- Four Americans – two men and two women – survived a plane crash at Tobías Bolaños International Airport in San José, Costa Rica, on Monday afternoon
- Alvaro Chavarría was forced into an emergency crash landing after the twin-engine Seneca plane suffered mechanical problems
- The pilot, who has seven years of experience, was traveling to Juan Santamaría International Airport in Alajuela, when the landing gear malfunctioned
- Chavarría alerted the control tower of the emergency at 1:50pm local time and landed the small aircraft at 2pm
- The passengers and the pilots did not suffer any serious injuries
- The American tourists were later bused to Juan Santamaría International Airport where they boarded their return flight to Houston
Four American tourists survived a crash landing in Costa Rica on Monday after their twin-engine plane suffered an in-flight emergency. Two local pilots also walked away from the incident.
Alvaro Chavarría, who was flying the plane, said the Seneca’s landing gear suffered mechanical problems during the flight to Juan Santamaría International Airport in the city of Alajuela where the passengers were scheduled to board a connecting flight to Houston.
The 49-year-old airman contacted the control tower at Tobías Bolaños International Airport in San José at 1:50pm and requested permission for an emergency landing.
Chavarría, who has seven years of flight experience with commercial airlines, said he made several 360-degree flyovers to lighten the fuel load and lessen the impact.
‘The passengers were super calm at all times.
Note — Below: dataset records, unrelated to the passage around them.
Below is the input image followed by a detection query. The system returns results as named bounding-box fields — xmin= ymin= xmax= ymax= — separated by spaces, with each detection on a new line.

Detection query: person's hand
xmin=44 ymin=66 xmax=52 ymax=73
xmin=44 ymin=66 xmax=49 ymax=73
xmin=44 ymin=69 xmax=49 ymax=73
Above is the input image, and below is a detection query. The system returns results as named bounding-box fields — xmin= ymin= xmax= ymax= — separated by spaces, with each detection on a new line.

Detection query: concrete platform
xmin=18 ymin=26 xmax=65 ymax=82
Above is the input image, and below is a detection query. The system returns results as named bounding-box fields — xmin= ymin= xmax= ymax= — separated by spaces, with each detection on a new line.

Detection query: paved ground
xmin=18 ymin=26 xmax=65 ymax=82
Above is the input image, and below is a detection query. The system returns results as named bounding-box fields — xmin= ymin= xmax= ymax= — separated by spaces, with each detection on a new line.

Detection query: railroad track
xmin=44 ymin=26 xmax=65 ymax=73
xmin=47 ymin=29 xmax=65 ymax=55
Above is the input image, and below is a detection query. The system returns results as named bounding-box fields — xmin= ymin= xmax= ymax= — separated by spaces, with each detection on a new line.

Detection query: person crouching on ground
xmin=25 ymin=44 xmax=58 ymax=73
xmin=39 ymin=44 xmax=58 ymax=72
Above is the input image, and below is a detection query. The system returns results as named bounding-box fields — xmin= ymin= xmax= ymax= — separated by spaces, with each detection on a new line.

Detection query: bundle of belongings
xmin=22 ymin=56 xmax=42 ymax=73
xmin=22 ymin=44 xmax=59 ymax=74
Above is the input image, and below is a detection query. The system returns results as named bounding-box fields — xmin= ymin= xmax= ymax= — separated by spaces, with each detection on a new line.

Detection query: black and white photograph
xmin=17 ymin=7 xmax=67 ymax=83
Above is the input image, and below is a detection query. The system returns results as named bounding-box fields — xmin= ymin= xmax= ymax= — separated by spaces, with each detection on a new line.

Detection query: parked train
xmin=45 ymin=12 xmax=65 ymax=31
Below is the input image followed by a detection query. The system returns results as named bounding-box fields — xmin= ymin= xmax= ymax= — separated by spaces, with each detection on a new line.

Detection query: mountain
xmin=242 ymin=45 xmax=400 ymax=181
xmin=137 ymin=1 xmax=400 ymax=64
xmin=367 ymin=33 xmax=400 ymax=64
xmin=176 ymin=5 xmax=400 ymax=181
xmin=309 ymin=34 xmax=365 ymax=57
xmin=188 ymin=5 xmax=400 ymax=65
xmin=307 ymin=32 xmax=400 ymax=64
They were not nervous. They were grateful and very calm,’ Chavarría said, according to Costa Rican outlet CR Hoy.
‘If I had been a passenger, maybe I would have been nervous. However, I asked them how they were and they responded that they felt comfortable with what I was doing and with my explanation.’
Bystanders on the ground recorded the moment the plane landed hard on a grass surface at the end of the landing strip.
The aircraft subsequently skidded across the runway on its belly and came to a full stop after making a U-turn.
The passengers, two men and two women, opened the plane’s door open and ran towards the side of the airfield, followed by Chavarría and his co-pilot.
An emergency response unit immediately foamed the runway to prevent the plane from going up in flames.
None of the passengers or pilots suffered any injuries. One of the female passengers did vomit when Chavarría was forced to turn the plane in the sky before descending.
The passengers declined to be transported to a medical facility and were bused on a private coach to Juan Santamaría International Airport where they boarded their return flight home to Houston.